Reputation: 3
The data in the database is intended to be surfaced by an API in another container. Previously, I have successfully loaded the database during run using this suggestion. However, my database is quite large (10gb) and ideally I would not have to load the database again each time I start a new container. I want the database to be loaded on build. To accomplish this, I tried the following for my Dockerfile:
FROM mongo:4.0.6-xenial
COPY dump /data/dump
RUN mongod --fork --logpath /var/log/mongod.log \
&& mongorestore /data/dump \
&& mongo --eval "db.getSiblingDB('db').createUser({user:'user',pwd:'pwd',roles:['readWrite']})" \
&& mongod --shutdown
I expected the database to be in the container when I ran this image, but it was not, nor does the user exist. However, the log file /var/log/mongod.log indicates that the database loaded successfully as far as I can tell. Why did this not work?
Upvotes: 0
Views: 1893
Reputation: 103965
The official mongo Docker image writes the database data in a docker volume.

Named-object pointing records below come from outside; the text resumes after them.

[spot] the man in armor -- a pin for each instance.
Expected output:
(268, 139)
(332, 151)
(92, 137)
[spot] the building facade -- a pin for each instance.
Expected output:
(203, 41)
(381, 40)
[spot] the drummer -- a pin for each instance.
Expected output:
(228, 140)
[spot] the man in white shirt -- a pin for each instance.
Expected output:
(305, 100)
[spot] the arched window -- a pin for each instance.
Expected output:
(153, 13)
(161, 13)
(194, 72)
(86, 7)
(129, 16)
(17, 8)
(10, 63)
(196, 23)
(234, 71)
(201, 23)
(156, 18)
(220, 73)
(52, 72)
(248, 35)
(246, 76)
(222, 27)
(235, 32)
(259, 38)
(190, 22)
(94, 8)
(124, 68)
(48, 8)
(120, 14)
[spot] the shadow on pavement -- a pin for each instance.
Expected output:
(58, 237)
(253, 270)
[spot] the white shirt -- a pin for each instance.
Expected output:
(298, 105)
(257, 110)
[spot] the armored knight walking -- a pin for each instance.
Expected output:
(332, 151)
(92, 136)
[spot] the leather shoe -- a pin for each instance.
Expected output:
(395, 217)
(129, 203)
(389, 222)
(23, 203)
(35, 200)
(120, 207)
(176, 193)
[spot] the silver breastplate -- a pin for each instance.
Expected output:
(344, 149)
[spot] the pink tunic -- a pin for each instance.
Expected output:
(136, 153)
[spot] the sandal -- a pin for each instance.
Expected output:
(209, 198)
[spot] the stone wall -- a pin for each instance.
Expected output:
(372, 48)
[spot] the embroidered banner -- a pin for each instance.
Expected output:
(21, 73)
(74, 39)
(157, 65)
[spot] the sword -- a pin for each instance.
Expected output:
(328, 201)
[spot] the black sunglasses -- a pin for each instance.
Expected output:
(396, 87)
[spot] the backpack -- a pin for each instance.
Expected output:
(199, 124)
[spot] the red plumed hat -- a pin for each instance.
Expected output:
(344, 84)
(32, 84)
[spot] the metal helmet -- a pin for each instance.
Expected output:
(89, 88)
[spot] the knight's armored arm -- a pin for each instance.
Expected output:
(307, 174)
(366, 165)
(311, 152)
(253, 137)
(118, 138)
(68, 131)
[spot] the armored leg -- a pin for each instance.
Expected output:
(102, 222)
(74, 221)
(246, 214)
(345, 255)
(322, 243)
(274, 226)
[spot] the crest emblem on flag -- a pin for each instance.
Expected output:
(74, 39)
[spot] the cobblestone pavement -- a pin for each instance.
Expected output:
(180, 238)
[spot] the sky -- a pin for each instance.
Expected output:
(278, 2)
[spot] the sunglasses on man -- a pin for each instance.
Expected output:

At run time (thus in a docker container), keep in mind that files written to volumes do not end up written on the container file system. This is done to persist your data so that it survives container deletion, but more importantly in the context of database, for performance reasons. To have good I/O performances with disks, disk operations must be done on a volume, not on the container file system itself.
At build time (thus when creating a docker image), if you happen to have RUN
/ADD
/COPY
directives in your Dockerfile write files to a location which is already declared as a volume, those files will be discarded. However, if you write the files to a directory in your Dockerfile, and only after you declare that directory as a volume, then those the volume will keep those files unless you start your container specifying a volume with the docker run -v
option.
This means that in the case your own Dockerfile is built FROM mongo
, the /data
location is already declared as a volume. Writing files to that location is pointless.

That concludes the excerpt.